Must have two solutions: one that emphasizes speed and another that emphasizes clarity.
I wrote up this function attempting for speed:
#include <iostream>
#include <cstdio>
#include <cstdlib>
using namespace std;
void sortArray(int array[], int size)
{
int i = 0;
int j = 1;
int n = 0;
for (i = j; i < size;)
{
if (array[i] == 0)
{
n++;
i++;
}
else if (array[i] != 0 && j != i)
{
array[j++] = array[i++];
}
else
{
i++;
n++;
}
}
while (j < size)
{
array[j++] = 0;
}
}
int main()
{
//Example 1
int array[]{20, 0, 0, 3, 14, 0, 5, 11, 0, 0};
int size = sizeof(array) / sizeof(array[0]);
sortArray(array, size);
cout << "Result :\n";
for (int i = 0; i < size; i++)
{
cout << array[i] << " ";
}
cout << endl << "Press any key to exit...";
cin.get();
return 0;
}
It outputs correctly, but;
I don't know what the speed of it actually is, can anyone help me figure out how to calculate that?
I have no idea how to go about writing a function for "clarity"; any ideas?
I my experience, unless you have very complicated algorithm, speed and clarity come together:
void sortArray(int array[], int size)
{
int item;
int dst = 0;
int src = 0;
// collect all non-zero elements
while (src < size) {
if (item = array[src++]) {
array[dst++] = item;
}
}
// fill the rest with zeroes
while (dst < size) {
array[dst++] = 0;
}
}
Speed comes from a good algorithm. Clarity comes from formatting, naming variables and commenting.
Speed as in complexity?
Since you are, and need, to look at all the elements in the array — and as such have a single loop going through the indexes in the range [0, N)—where N denotes the size of the input—your solution is O(N).
Further reading:
Plain English explanation of big O
Determining big O Notation
Regarding clearity
In my honest opinion there shouldn't need to be two alternatives when implementing such functionality as you are presenting.
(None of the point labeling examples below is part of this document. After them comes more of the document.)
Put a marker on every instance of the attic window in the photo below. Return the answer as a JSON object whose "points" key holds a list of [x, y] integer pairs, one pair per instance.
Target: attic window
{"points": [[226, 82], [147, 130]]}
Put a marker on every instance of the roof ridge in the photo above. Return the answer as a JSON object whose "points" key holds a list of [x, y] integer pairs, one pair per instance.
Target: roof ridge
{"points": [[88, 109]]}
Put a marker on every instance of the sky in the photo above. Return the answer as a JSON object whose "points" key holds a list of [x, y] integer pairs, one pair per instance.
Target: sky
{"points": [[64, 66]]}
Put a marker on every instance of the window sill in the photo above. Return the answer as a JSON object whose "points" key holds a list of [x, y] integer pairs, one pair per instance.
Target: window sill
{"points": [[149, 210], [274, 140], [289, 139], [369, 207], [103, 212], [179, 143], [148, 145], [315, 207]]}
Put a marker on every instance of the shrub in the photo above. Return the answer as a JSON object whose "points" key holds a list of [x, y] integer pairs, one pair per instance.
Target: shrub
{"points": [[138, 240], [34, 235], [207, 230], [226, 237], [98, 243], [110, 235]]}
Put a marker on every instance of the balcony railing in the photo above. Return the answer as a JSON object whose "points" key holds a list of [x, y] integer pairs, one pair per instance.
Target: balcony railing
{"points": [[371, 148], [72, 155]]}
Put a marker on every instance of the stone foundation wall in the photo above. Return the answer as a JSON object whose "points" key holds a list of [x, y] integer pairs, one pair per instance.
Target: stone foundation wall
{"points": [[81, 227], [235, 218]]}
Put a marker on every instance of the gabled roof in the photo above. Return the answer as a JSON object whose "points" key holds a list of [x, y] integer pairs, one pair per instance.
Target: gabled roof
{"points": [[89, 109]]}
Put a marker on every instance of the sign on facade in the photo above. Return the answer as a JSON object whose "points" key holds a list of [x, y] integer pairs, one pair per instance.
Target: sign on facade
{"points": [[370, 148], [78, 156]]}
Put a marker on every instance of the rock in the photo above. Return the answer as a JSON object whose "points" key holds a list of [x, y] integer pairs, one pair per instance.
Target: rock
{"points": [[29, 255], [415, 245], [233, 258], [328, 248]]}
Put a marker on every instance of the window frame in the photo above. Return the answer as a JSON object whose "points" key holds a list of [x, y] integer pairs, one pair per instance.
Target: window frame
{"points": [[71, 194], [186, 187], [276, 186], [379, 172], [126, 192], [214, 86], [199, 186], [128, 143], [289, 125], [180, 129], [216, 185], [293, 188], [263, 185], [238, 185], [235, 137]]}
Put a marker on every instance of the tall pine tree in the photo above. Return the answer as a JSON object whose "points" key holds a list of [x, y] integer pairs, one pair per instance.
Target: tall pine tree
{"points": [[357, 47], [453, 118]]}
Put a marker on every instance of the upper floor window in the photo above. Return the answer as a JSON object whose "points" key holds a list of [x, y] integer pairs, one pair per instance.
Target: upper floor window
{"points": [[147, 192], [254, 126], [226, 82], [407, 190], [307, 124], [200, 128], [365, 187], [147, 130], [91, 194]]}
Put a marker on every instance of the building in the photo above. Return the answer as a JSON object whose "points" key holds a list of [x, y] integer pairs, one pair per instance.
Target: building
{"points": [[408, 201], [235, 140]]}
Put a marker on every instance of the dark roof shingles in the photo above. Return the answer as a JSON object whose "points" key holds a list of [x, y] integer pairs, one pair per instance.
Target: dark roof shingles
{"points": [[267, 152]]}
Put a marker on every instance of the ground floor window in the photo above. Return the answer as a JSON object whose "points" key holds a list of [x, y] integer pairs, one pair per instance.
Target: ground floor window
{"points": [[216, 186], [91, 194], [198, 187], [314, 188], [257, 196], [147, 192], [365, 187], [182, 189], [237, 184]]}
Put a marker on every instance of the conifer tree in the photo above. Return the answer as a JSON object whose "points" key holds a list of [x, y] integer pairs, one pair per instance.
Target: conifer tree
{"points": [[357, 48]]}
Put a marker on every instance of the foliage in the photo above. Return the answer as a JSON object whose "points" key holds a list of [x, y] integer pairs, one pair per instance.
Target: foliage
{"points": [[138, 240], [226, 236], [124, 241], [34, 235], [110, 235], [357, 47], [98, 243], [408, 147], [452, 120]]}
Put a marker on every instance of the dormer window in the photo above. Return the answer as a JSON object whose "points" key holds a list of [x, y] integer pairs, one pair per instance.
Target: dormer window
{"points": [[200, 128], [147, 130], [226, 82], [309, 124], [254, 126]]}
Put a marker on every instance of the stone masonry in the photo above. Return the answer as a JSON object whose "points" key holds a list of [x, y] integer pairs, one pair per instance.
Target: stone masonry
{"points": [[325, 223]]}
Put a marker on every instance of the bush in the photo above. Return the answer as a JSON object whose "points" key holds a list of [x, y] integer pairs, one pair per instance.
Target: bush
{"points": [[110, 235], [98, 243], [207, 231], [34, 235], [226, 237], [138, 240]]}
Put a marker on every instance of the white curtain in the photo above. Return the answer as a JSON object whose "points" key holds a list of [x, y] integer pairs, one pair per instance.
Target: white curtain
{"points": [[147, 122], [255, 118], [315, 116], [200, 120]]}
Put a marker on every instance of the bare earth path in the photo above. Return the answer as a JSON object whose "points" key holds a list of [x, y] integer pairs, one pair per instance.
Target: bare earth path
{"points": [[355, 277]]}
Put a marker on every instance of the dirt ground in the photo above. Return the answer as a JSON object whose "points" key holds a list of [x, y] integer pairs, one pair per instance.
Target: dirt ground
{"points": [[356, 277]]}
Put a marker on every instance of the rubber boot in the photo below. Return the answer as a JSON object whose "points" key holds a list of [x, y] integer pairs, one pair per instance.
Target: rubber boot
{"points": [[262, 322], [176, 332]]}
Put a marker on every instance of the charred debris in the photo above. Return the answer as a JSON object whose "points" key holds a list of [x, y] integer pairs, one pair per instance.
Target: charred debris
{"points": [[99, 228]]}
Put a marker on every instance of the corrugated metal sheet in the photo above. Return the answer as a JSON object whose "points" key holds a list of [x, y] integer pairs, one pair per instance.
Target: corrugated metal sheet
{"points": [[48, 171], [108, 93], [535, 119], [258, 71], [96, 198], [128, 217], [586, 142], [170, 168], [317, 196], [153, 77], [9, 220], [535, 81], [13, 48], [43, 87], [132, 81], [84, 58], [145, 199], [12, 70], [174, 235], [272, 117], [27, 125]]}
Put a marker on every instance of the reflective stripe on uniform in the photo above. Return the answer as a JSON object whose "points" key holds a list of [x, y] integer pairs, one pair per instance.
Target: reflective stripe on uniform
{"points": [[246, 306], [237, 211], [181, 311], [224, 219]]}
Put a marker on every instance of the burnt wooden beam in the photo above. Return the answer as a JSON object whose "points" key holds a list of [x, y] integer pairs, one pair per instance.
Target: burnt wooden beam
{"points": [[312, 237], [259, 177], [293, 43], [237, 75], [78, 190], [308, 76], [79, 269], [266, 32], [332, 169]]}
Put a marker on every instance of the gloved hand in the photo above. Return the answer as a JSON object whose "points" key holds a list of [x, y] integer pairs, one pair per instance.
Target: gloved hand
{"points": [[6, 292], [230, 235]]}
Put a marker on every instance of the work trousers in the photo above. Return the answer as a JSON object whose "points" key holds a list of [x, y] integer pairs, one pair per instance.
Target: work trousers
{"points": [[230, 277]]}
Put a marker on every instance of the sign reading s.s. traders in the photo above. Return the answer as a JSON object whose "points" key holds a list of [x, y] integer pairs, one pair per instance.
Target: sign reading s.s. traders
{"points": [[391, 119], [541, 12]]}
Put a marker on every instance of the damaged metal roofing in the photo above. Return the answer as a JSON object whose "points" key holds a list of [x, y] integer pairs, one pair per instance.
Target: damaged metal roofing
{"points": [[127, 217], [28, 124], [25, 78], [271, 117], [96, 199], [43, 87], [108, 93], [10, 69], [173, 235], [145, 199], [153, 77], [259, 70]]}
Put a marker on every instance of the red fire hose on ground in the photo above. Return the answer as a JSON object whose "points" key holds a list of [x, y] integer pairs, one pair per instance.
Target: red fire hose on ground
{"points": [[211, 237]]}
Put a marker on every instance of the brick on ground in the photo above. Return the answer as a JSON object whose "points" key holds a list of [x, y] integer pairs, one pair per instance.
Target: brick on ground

If you rename your variables to more suitable (descriptive) names your current solution should be clear enough to count as both performant and clear.
Your current approach can be written in plain english in a very clear fashion:
pseudo-explanation
set write_index to 0
set number_of_zeroes to 0
For each element in array
If element is 0
increase number_of_zeros by one
otherwise
write element value to position denoted by write_index
increase write_index by one
write number_of_zeroes 0s at the end of array
Having stated the explanation above we can quickly see that sortArray is not a descriptive name for your function, a more suitable name would probably be partition_zeroes or similar.
Adding comments could improve readability, but you current focus should lie in renaming your variables to better express the intent of the code.
(I feel your question is almost off-topic; I am answering it from a Linux perspective; I recommend using Linux to learn C++ programming; you'll adapt my advices to your operating system if you are using something else....)
speed
Regarding speed, you should have two complementary approaches.
The first (somehow "theoretical") is to analyze (i.e. think on) your algorithm and give (with some proof) its asymptotic time complexity.
The second approach (only "practical", and often pragmatical) is to benchmark and profile your program. Don't forget to compile with optimizations enabled (e.g. using g++ -Wall -O2 with GCC). Have a benchmark which runs for more than half of a second (so processes a large amount of data, e.g. several million numbers) and repeat it several times (e.g. using time(1) command on Linux). You could also measure some time inside your program using e.g. <chrono> in C++11, or just clock(3) (if you read a large array from some file, or build a large array of pseudo-random numbers with <random> or with random(3) you certainly want to measure separately the time to read or fill the array with the time to move zeros out of it). See also time(7).
(You need to process a large amount of data - more than a million items, perhaps many millions of them - because computer are very fast; a typical "elementary" operation -a machine instruction- takes less than a nanosecond, and you have lot of uncertainty on a single run, see this)
clarity
Regarding clarity, it is a bit subjective, but you might try to make your code readable and concise. Adding a few good comments could also help.
Be careful about naming: sorting is not exactly what your program is doing (it is more moving zeros than sorting the array)...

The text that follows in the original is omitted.